We asked activists and experts what normal people can do to make life difficult for the bigoted asshole about to become the most powerful man on Earth.
November 16, 2016, 7:15pm
Thousands of Area High School students march past the U.S. Capitol to protest President-elect Donald Trump in Washington, USA on November 15, 2016. (Photo by Samuel Corum/Anadolu Agency/Getty Images)

If you're like me, you've spent an embarrassing amount of time over the last week or so scrolling through Facebook as your friends and acquaintances go crazy about Donald Trump becoming the next president of the United States. You've watched donations get made to the ACLU, Planned Parenthood, and other groups that promise to oppose Trump on issues ranging from civil liberties to reproductive rights.


You've probably seen that petition about how, thanks to the magic of faithless electors, Hillary Clinton can still become president. (She can't.) And you've definitely seen or heard about the massive protests in cities across America, where people vented their anger or sadness or fear over the fact that an alleged serial sexual assailant who spouts the rhetoric of a racist demagogue is about to become the most powerful man on Earth.

But beyond venting, how can Americans effectively resist Trump? How can normal people make it difficult for this asshole to build a wall, ban Muslims, deport Latinos, and torture suspected terrorists? I reached out to a cross-section of political activists and experts for some wisdom, and got a range of responses about how they plan to fight for the next four years, and how you can, too. Here's what they said.

Todd Gitlin
former president of Students for a Democratic Society, professor

Todd Gitlin speaks at Ryerson re Atkinson lecture. Photo by Keith Beaty/Toronto Star via Getty Images

Street protests may help thousands of people vent their disgust, but I don't see that they have any long-run value. Street protests that smash windows only pump up the law-and-order dimension of Trump's vicious campaign and detract from serious organizing efforts. The left got out-organized, and it will continue to get out-organized as long as it disdains the hard, frustrating, compromised work of local politics. Now, 33 states, two-thirds of all of them, are controlled by the Republican Party. They control redistricting. They roll back voting rights.

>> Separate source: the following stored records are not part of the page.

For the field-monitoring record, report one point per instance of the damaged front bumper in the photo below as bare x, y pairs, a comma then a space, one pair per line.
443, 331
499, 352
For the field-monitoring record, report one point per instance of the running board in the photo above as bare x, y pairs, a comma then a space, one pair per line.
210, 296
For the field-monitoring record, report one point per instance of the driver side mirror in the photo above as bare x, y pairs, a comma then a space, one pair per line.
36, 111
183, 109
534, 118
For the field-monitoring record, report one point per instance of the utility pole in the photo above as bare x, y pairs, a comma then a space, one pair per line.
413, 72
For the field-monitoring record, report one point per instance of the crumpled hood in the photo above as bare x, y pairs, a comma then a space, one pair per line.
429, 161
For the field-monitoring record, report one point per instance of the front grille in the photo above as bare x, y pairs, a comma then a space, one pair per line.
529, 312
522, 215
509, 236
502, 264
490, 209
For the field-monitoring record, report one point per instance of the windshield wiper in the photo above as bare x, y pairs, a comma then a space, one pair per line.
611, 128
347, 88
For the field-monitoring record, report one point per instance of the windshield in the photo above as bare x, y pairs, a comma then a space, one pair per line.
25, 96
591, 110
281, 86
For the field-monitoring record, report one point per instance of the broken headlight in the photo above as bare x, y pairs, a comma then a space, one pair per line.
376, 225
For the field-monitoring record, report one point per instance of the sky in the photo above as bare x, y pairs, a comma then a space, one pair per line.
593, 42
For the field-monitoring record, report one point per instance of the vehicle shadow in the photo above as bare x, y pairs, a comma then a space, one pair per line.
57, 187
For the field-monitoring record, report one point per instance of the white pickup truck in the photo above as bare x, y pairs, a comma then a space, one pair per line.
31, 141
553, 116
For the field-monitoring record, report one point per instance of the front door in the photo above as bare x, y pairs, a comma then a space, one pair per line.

They crush efforts to show that governments can improve life.

That said, starting yesterday, there need to be sustained campaigns of opposition to Trump appointments through the government judgeships, of course, but also nominations for EPA, Interior, and other policy-making positions bearing on climate change and environmental degradation and injustice. There need to be progressive caucuses in Democratic parties, committed wherever possible to a common platform along the lines of Bernie Sanders's, looking toward the midterm elections of 2018.

Rick Wilson
Republican consultant, Never Trump activist

Regardless of what the Milos and the alt-right boys all think, I am not going to just commit suicide just to please them. They haven't really accomplished what they think they accomplished.

A lot of the Republicans who stayed in the weeds and privately said I hate him, he's disgusting, he's an asshole, he's not a conservative, blah blah blah—a lot of those people are playing nice and playing paddy-cake with him and pretending it's all going to be kumbaya. And those folks, if they're going to continue to pretend to be conservatives, they're going to have an obligation to resist Trump policies. Unless conservatism has been redefined as Donald Trump's will.


I think the riots and all the protest marches—God bless the First Amendment, but if you're playing that out as a political strategy to undermine Trump, all you're doing is feeding the monster. He loves that stuff. That's fabulous for him.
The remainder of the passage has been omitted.